INVESTIGADORES
RABINOVICH Jorge Eduardo
capítulos de libros
Título:
Property Rights of Public Natural Resources: a new legal alternative for developing countries
Autor/es:
IRRERA, F., M. ONETO AND J. E. RABINOVICH
Libro:
Managing Human-Dominated Ecosystems
Editorial:
Missouri Botanical Garden Press
Referencias:
Lugar: St. Louis; Año: 2001; p. 304 - 311
Resumen:
In many developing countries institutional and administrative constraints may hinder the sustainable use of the natural resources (Rabinovich, 1999, this book). In what follows we will analyze those constraints of legal nature. Although most of the experience is drawn from Argentina, it may be applicable to some other Latin American countries . For simplicity we will consider that variety of situations as representative of the “South”, term we will use with that sense.
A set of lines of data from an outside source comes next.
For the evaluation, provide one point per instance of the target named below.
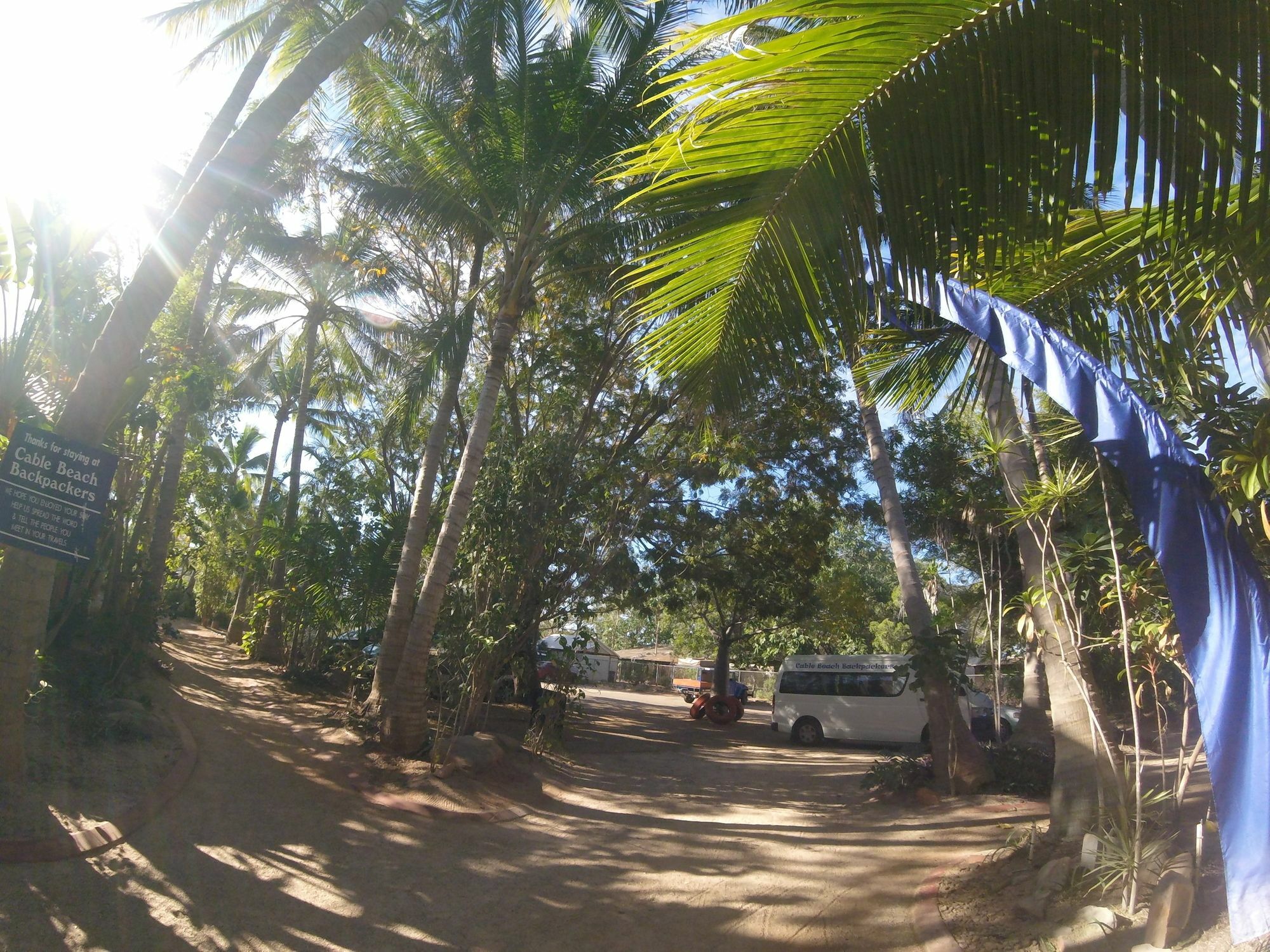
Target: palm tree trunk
(166, 516)
(166, 512)
(1079, 770)
(397, 628)
(958, 757)
(139, 545)
(1034, 728)
(1034, 432)
(223, 124)
(238, 621)
(407, 722)
(26, 581)
(723, 652)
(271, 648)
Legal and administrative constraints are usually complicated because of the critical economic and social conditions in many states of the “South”. Thus it is difficult that a broken state will fulfill its duties of caring for the environment. The analysis and the proposal here elaborated are based on the idea of the conversion of natural resources into a business for both the state and the private sector, in order to foster the rehabilitation and maintenance of the natural resource base. We analyze here the goods that constitute the public property of the State, and in particular natural resources, and we look into the judicial configuration that entitles exploitation and at the same time guarantee their care. This has two connotations: one, and possibly its main ingredient, is the care of the resources for its preservation and maintenance of its natural renewal capacity; and the other, that this care should be compatible with adequate economic profits as to be attractive as a business or, when used for subsistence –as in the case of rural people-, to provide an adequate living standard for the household. These two conditions imply a sustainability approach, and a modification of the historical tradition of obtaining earnings without internalizing the costs of nature as provider and/or recipient of their use, that is to say, to avoid the transfer of potential negative externalities to the society. To be able to outline and justify an alternative to the sustainable use of the natural resources in the South, we should review different legal definitions to a potentially applicable configuration.